スバアアアアアアーーーーーッ! ギン! ギュワアアアアアアアアーーッ!


時間の止まった皇居宮殿内謁見用大広間、昇竜の間にて、タキシード姿のニベルによるアニス向けて、神級撃滅聖魔法、《ウィルガン.ギラ.ブラスト》が凄まじい破壊力を持って迫っていた。が…


シュバアアアアッ! ピタッ! シイインン…


アニスに迫っていたニベルの神級撃滅聖魔法だったが、アニスに当たる直前に、その威力を持ったまま、アニスに向けて直進の状態で音もなく静止した。 それはまるで、映画の一時停止の様にアニス達同様、宙に浮いた状態で止まっていた。

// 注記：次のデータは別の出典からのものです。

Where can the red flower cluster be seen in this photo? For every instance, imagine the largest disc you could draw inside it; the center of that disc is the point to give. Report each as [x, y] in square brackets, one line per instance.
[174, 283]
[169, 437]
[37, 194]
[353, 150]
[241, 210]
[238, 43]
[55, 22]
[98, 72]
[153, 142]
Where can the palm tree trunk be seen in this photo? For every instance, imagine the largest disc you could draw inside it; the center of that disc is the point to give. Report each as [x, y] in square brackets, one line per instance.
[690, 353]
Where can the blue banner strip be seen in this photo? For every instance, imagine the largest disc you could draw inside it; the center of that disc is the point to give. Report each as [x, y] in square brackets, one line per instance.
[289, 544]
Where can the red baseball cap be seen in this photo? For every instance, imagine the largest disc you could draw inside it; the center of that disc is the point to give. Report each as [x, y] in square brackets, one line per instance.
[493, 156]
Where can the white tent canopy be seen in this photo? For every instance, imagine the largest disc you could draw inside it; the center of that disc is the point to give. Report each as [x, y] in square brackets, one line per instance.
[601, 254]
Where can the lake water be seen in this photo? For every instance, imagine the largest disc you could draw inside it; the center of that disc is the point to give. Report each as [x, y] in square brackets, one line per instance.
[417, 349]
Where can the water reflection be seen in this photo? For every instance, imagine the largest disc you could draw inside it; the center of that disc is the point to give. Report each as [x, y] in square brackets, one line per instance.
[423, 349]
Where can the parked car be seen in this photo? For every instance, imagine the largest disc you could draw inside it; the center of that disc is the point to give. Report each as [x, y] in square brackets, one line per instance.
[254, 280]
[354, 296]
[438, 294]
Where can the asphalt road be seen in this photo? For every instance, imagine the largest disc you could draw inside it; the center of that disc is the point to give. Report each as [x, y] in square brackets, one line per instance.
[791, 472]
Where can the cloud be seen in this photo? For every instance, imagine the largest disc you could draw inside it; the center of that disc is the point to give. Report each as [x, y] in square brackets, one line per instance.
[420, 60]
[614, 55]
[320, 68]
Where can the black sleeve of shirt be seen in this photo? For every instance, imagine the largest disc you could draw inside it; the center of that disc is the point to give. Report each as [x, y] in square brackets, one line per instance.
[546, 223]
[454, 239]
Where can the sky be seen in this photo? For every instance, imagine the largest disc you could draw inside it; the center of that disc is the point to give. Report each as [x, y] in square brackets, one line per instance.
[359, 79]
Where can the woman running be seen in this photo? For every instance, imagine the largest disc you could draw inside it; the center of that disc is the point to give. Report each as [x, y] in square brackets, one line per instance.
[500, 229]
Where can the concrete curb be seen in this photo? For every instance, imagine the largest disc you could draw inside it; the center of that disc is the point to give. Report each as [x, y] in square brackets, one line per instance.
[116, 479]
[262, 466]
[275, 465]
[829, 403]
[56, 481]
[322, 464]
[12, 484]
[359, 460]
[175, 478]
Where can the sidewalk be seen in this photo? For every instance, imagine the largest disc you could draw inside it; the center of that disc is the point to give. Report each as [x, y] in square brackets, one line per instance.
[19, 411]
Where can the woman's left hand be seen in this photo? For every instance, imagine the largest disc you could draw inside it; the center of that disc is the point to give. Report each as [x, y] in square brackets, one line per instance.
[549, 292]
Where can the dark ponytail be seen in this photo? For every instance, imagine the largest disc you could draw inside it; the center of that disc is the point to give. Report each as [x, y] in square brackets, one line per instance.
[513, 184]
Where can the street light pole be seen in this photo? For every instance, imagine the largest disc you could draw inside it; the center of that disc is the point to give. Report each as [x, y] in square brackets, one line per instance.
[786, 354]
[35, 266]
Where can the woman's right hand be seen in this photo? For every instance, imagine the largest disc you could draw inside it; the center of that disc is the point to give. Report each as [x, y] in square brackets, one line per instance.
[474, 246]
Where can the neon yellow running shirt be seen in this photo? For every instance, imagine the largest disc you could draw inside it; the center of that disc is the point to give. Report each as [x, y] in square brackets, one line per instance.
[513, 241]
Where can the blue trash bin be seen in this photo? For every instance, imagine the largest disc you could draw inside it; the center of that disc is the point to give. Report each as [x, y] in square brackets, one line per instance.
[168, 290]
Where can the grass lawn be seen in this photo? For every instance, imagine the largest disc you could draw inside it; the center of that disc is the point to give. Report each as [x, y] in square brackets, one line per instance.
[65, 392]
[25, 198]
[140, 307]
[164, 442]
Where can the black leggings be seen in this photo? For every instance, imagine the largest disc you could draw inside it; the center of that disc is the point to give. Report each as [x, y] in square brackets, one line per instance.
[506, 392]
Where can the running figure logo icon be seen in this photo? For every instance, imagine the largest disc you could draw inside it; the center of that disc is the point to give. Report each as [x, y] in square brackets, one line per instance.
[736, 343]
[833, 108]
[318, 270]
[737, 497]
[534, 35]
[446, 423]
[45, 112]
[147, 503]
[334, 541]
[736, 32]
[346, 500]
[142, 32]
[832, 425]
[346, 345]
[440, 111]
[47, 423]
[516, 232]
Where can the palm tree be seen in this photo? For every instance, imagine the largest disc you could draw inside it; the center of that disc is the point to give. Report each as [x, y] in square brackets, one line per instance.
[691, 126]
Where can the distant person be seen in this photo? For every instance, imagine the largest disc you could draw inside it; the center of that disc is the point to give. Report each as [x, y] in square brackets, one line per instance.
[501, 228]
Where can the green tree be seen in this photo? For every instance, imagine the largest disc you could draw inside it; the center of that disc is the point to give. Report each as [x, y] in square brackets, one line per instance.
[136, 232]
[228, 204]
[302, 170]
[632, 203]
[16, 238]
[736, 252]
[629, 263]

「おっとッ! 私としたことが、コレはいけませんね…」 フリフリ


攻撃中の魔法が途中で停止したのを見て、ニベルは自分を嗜めた。


「うっかりしてました。 魔法だろうがなんだろうが、私以外は全ての時間が停止している状態、『ワールドテイカー』を使用した時点で、私の側から離れれば全てその動きが停止してしまうのでしたな」 ササッ


カツ カツ カツ ザッ


タキシード姿のニベル以外動く者が一切いない、音もない静寂な世界、ニベルの歩く靴音も、ニベル自身辺りのみに聞こえていた。そんな時間が停止し全く動くものがニベル以外いない時空間世界で、ニベルはアニスの元までやって来て、アニスをじっと見た。


「ふむ… こうしてよく見ますとなんと美しい… 確かに、聖女… いやそれ以上の存在ですな、そう女神様だと言われても良いくらいです」 ジイイ…


ニベルは、アニスの動かぬ姿を間近でじっくりと見て観察した。


「ふむ、コレは良い機会です。 聖女アニス、貴女を少し鑑定させて頂きますかな。 アリスと我らのために…」 スッ!


ニベルは右手の手のひらをアニスにかざし、鑑定の魔法を唱えた。


「ふんッ!《ジャッジッ!》」 パアアアンンッ!


パキイイイッ! パラパラ…


「なッ! 鑑定の魔法が弾かれた? そんな馬鹿な、今までそんなこと一度もなかったのに… いやもう一度です!」 バッ


ニベルは、鑑定の魔法が弾かれて驚いたが、アニスに対し再び鑑定の魔法を使用した。


「むうッ! 《ジャッジッ!》」 ササッ! パアアアンンッ!


パキイイイッ! パラパラ… 


「こ、こんな… なぜ鑑定ができないッ! まさか鑑定阻害? いやありえない、時間が止まっているこの状況で、動く事のできない彼女にそんな芸当ができるはずがないッ! これでどうですッ!」 ザッ


ニベルは三度、アニスに向けて鑑定魔法を何度もかけ始めた。


「ぬうッ!《ジャッジッ!》《ジャッジッ!》《ジャッジーッ!》」 ババッ! パパパアアンッ!


パキイイイッ! パキイイイッ! パキイイイーンッ! パラパラ パラ…


ニベルが何度も鑑定魔法をかけても、アニスを鑑定する事は一切できず、その全てが弾かれ霧散していった。


「ハアハアハア… こ、こんな馬鹿な… 私は聖者ですぞッ! 数多くある魔法という魔法、その全てを極めた存在ッ! その私が繰り出す鑑定魔法がどうしてこうも弾かれるのですかッ⁉︎」 カカアアーーッ! ババッ!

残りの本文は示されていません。